How can the state effectively promote environmental innovations?
  • © Deutscher Bundestag / Katrin Neuhauser

Governance of radical environmental innovations

New governance mechanisms in eco-innovation policy: the role of the enabling state in radical system innovation

The objective of the project Governance of Radical Environmental Innovations (Go) was to develop concepts for action and governance mechanisms for the activating and coordinating role of the state for environmentally friendly radical system transformations. These were developed using the example of the innovation field of building-related heat supply.

The project took the following view of the future of heat supply:

About three-quarters of Germany’s building stock is heated with natural gas (about 50 percent) or heating oil (about 25 percent). In order to realize a climate-friendly heat supply without the use of fossil fuels, millions of buildings must be converted or connected to a district heating network supplied with regenerative heat.

When there is no fire there is no heat?

A central problem of the heat transition is that it is understood in terms of its climate policy necessity, but that the transformations necessary in the context of the heat transition are neither understood nor even known by the population or politicians.

Thus, it becomes clear again and again that the path of burning a wide variety of materials, from waste to sewage sludge to biomass or green gas, absolutely shapes thinking about heat supply.

When there is no fire, there is no heat, seems to be a dominant logic firmly anchored in numerous minds. The numerous and very environmentally friendly and efficient low-exergy technologies that provide space heating based on lower temperature heat sources have a hard time in this environment. Building on international case studies of successful transformation processes, four core strategies for successful path change have been identified.

Agenda for a climate-friendly heat transition

Such a path change to a renewable heat supply must first begin with setting a clear agenda for the climate-friendly heat transition and creating certainty of direction.

The following steps are required for this:

  • Inform politics, administration and the population about the best solution strategies for a successful heat transition.
  • Provide clarity on the economic framework conditions: Significantly higher CO2 tax and reform of electricity market regulation.
  • Send clear signals to end fossil fuel energy supply through regulatory bans on the installation of any form of fossil fuel heat generation equipment

Promotion of innovation and niche development

Many technologies for sustainable heat supply have already been tested for many years and are ready for series production. Nevertheless, the promotion of innovation and niche development will continue to be important in selected fields in the future, e.g. in the automation and thus cheapening of heat pump production as well as in the field of development and scaling of “serial refurbishment” up to large-scale readiness for use.

The strategy of synchronization of diffusion and exnovation is to spread new sustainable solutions while pushing back, old, unsustainable and often fossil heat technologies.
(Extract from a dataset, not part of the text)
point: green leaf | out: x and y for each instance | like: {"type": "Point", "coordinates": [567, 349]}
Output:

In this phase, the path change is initiated by clear economic benefits for new solutions and clear exnovation rules, and is framed by the introduction of specific instruments to promote individual renewable heat supply practices and technologies, e.g. by:

  1. A risk fund to take the risk of not finding a geothermal well or a bankrupt company with a waste heat source off the hands of the often small municipal utilities and energy providers for a reasonable period of time.
  2. A Renewable Energy Facility Planning Acceleration Act that ensures adequate staffing of state permitting agencies and prioritizes and expedites administrative processes and court proceedings in the context of facility construction if it serves climate protection.
  3. Energy-related redevelopment areas, in which measures under special urban development law are used to remedy urban development deficiencies with regard to insufficient energy efficiency or the use of fossil fuels for heating.

Structural change program for sustainable heat supply

Furthermore, the infrastructures that are central to a sustainable heat supply must be transformed, e.g. by:

  1. A package of measures for green district heating that will transform the district heating market to make it fit for the future.
  2. The abolition of all subsidies for cogeneration plants, insofar as they are to be operated with fossil fuels for the foreseeable future.

Once the process is underway, major financial resources will have to be mobilized to fund the multi-billion heat turnaround program. Economic and economic policy aspects must be taken into account. Individual sectors that face major challenges to expand their economic activities as a result of the heat turnaround should be the subject of a state-supported structural change program in this context.